Molnar argues that a properly conceived contemporary doctrine of the immanent Trinity will enable theologians to say something positive about God and God's relations with us in history, without in any way making God dependent on history. In this book he analyzes and compares Karl Barth's view of the relationship between the immanent and economic Trinity with the views of other contemporary theologians in order to explore what a proper understanding of divine freedom should look like today, and how that view should develop in light of contemporary feminist and historicist approaches to the Trinity.
Molnar sets out to place the doctrine of the immanent Trinity firmly back on the agenda of the Christian doctrine of God, and does so to considerable effect. In conversation not only with Barth but with many contemporary proposals in Trinitarian theology, he makes a persuasive case for the centrality of the doctrine and against the perils that attend its neglect. This is an essay in Christian dogmatics of a high order, learned, intellectually powerful and spiritually engaged; it deserves to be widely read and discussed.

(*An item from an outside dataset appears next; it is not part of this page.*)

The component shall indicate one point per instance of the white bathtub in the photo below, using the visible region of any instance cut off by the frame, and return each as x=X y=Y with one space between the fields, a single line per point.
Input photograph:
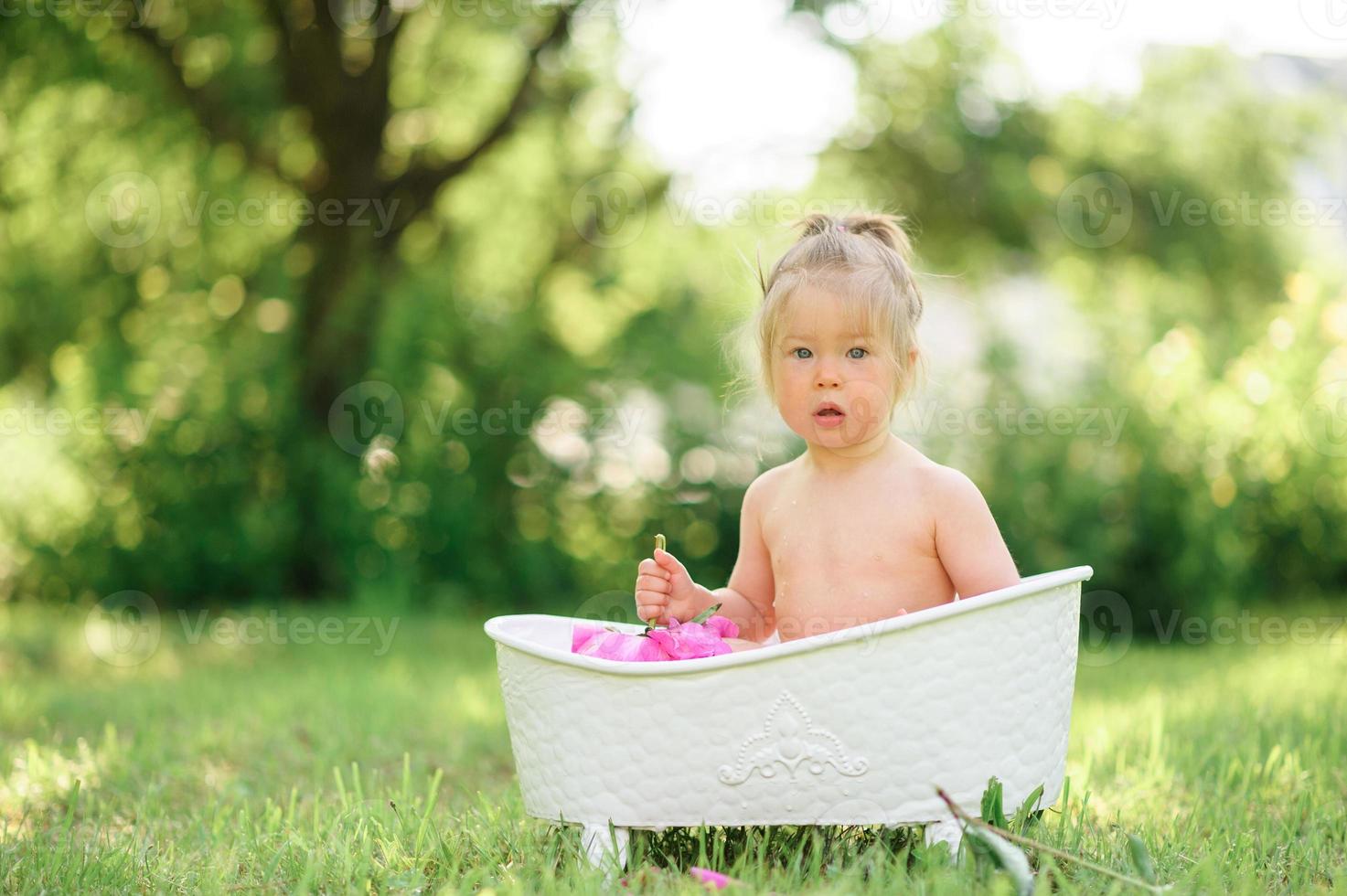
x=854 y=727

—John Webster, Lady Margaret Professor of Divinity, University of Oxford
Although Trinitarian doctrine has enjoyed great attention in recent theology, not all of it has been as careful or as considerate as one might hope. Now by drawing upon classical theologians like Barth, Aquinas and Torrance, who are deployed in an outstanding way, Paul Molnar separates the wheat from the chaff. Masterful, fully documented and trenchant, the result is perhaps the most important work on the Trinity to appear in the last 20 years.